WISE Campaign
- Abbreviation: WISE
- Formation: 17 January 1984
- Founder: Baroness Platt of Writtle, Engineering Council, Equal Opportunities Commission
- Type: Registered charity
- Purpose: To
- Headquarters: Leeds College of Building
- Location: Leeds, United Kingdom;
- Key people: Trudy Norris-Grey (Chair) Anne-Marie Imafidon (CEO)
- Website: www.wisecampaign.org.uk

= WISE Campaign =

United Kingdom non-profit organization

The WISE Campaign (Women into Science and Engineering) is a United Kingdom-based organization that encourages women and girls to value and pursue science, technology, engineering and maths-related courses in school or college and to move on into related careers and progress. Its mission statement aims to facilitate understanding of these disciplines among women and girls and the opportunities which they present at a professional level. It is operated by UKRC trading as WISE (company number 07533934).

==Formation==
The campaign began on 17 January 1984, headed by The Baroness Platt of Writtle, a qualified mechanical engineer, at which time women made up 7% of graduate engineers and 3% of professional engineers in the UK. It was a collaboration between the Engineering Council and the Equal Opportunities Commission, originally viewed as a one-year campaign "Women into Science and Engineering" WISE'84.

==Activities==
One of WISE's main objectives is to listen to students and women qualified or working in these sectors, and understand and voice their opinions to academic institutions, policy-makers and employers. It then works creatively with delivery agencies and others, offering models, tools and approaches to support them in challenging traditional approaches, so as to demonstrate equitable involvement. WISE combats gender stereotypes to get more girls and women involved in careers where female participation was once considered near impossible.

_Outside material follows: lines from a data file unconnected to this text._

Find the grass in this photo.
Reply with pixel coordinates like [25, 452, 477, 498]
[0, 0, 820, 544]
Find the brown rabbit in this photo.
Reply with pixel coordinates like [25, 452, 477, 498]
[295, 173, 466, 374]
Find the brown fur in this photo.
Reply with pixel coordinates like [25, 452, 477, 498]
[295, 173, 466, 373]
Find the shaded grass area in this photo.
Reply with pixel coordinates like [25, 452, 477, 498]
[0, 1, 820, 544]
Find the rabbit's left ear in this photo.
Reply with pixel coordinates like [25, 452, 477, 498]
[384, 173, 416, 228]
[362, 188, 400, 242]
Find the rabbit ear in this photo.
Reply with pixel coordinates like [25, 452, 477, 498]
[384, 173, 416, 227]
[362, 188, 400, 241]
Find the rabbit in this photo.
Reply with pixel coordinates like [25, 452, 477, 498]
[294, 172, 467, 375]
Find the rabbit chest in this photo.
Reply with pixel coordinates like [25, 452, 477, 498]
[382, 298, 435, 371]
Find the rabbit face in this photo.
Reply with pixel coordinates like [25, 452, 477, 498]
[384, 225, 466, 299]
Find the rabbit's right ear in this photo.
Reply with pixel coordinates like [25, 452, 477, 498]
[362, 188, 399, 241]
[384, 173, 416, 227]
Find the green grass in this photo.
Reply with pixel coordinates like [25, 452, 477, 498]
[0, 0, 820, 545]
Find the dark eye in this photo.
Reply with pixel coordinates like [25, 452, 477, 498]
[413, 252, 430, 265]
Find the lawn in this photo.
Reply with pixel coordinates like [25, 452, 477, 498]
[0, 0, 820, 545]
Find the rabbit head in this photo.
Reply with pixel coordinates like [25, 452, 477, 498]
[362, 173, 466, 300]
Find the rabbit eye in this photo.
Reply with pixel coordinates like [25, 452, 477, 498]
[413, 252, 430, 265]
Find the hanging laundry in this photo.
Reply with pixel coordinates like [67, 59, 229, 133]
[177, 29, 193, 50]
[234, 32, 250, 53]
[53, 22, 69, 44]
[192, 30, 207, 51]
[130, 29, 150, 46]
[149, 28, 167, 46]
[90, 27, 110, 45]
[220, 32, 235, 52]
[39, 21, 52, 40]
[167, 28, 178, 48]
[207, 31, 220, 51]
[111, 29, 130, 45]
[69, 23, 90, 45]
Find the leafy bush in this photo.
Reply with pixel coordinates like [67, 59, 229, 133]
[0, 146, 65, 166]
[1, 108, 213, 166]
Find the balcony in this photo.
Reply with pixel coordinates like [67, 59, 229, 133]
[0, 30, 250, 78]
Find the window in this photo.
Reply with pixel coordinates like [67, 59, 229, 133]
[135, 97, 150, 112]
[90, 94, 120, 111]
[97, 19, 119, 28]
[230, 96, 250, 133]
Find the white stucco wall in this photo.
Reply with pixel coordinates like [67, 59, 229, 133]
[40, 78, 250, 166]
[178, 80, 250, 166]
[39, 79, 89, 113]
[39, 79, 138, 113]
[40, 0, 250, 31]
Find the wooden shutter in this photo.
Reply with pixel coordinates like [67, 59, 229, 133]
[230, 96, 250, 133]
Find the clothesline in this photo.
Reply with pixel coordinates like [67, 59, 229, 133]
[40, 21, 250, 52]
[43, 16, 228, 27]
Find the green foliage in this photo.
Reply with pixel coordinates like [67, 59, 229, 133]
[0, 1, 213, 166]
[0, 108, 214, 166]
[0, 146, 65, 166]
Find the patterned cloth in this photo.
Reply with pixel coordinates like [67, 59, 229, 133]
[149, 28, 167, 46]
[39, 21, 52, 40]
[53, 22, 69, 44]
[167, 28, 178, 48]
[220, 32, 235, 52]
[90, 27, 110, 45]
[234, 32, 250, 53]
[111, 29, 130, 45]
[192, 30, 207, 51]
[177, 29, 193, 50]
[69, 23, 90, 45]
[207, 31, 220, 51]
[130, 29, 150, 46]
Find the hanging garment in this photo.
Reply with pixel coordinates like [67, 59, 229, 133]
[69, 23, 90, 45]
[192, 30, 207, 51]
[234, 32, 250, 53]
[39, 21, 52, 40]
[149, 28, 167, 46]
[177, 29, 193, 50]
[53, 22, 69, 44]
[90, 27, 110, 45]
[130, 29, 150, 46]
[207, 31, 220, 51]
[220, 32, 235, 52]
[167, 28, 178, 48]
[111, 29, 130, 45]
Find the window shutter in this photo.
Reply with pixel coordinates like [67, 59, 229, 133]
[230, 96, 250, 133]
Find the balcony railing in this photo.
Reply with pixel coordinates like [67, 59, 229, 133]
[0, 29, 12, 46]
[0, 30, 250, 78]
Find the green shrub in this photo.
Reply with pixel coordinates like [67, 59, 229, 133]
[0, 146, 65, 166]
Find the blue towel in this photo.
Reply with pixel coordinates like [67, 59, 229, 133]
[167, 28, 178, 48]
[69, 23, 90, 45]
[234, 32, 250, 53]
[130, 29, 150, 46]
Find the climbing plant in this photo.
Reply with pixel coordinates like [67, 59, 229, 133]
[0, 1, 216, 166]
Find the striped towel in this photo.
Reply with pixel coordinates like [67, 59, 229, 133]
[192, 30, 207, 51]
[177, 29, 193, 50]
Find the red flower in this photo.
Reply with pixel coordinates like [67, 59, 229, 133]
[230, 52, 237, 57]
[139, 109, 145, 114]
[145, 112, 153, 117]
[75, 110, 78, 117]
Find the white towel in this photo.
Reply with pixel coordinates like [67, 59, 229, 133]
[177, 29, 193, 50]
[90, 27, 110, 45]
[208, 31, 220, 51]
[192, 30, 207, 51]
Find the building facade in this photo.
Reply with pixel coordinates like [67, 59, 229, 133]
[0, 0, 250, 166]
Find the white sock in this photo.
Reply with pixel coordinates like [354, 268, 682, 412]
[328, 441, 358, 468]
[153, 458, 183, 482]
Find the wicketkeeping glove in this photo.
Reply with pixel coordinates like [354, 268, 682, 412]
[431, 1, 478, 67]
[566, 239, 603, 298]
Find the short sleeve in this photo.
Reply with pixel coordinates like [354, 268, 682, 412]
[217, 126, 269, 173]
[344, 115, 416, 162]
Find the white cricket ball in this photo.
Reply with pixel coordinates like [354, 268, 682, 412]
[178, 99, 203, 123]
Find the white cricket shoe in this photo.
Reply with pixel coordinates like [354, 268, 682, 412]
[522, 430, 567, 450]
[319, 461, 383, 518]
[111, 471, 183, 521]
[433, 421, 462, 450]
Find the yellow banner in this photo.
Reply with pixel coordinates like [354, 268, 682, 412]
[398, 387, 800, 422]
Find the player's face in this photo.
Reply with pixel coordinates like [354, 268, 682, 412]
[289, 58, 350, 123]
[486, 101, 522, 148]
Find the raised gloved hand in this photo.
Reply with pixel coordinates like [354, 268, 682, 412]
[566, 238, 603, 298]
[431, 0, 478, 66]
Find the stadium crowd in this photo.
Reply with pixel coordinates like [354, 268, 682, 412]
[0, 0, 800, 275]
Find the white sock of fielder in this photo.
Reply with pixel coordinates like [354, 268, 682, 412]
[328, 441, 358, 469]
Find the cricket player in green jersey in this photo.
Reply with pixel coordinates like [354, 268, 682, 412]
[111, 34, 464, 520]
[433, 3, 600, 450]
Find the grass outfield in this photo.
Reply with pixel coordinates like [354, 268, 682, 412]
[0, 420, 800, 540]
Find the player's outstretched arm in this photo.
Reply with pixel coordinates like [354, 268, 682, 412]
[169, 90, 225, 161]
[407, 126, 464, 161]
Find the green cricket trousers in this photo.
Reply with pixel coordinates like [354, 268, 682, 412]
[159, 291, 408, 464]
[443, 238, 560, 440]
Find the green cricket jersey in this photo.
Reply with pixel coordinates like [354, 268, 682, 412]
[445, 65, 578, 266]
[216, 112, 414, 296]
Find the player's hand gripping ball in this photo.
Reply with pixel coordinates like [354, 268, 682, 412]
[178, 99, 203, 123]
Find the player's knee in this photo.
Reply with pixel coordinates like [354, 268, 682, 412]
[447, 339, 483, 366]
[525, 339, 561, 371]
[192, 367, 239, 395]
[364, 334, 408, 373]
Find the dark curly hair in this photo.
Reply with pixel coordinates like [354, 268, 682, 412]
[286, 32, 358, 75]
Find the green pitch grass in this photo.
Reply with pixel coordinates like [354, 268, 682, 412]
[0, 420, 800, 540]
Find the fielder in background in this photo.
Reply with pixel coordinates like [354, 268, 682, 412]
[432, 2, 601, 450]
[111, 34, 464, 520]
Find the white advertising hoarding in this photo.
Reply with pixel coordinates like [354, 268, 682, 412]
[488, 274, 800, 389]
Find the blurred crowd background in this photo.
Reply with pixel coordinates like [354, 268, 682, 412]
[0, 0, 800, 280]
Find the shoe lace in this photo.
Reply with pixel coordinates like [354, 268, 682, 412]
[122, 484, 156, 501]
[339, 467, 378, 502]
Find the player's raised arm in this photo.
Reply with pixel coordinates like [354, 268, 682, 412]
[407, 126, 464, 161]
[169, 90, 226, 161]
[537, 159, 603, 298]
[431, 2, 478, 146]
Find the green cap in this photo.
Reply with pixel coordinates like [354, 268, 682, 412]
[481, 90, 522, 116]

In 1986, as part of her at WISE,Thames Polytechnic lecturer, Pamela Morton, conducted research that found that the number of women enrolling in Computer Science degrees had halved during the previous decade and was continuing to decline, despite the WISE Campaign. She approached the IT Skills Agency with a view to organising a campaign to increase the number of women entering the IT industry. These efforts contributed to the development of the PITCOM's 1989 Women in IT Campaign.

WISE operates throughout the UK, with specialist committees in Wales, Northern Ireland and Scotland. Volunteers, from industry and relevant organisations, attend the various WISE committee meetings, and undertake projects with WISE.

In 2011 the UKRC - an organisation specialising in gender equality in science, engineering and technology - became part of WISE. Trudy Norris-Grey, the Chair of UKRC since 2007 then became Chair of WISE. WISE counts The Princess Royal, Dame Julia Higgins, Kate Bellingham and Joanna Kennedy as its patrons. The Founding Chair and Patron The Baroness Platt of Writtle died on 1 February 2015, aged 91.

==Young Professionals' Board==

The WISE Campaign has an advisory Board to the main Board called the WISE Young Professionals' Board, formerly the WISE Young Women's Board, with a mandate to act as a sounding board to the WISE Campaign and promote the visibility of young women in STEM.

Notable members and former members include:
- Jess Wade was a Young Professionals' Board member 2015-2018 and is a campaigner for Women in STEM and promoting early career researchers.

==Structure==
It is headquartered at Leeds College of Building, though has been based at the UKRC (UK Resource Centre for Women in Science, Engineering, and Technology) in Bradford.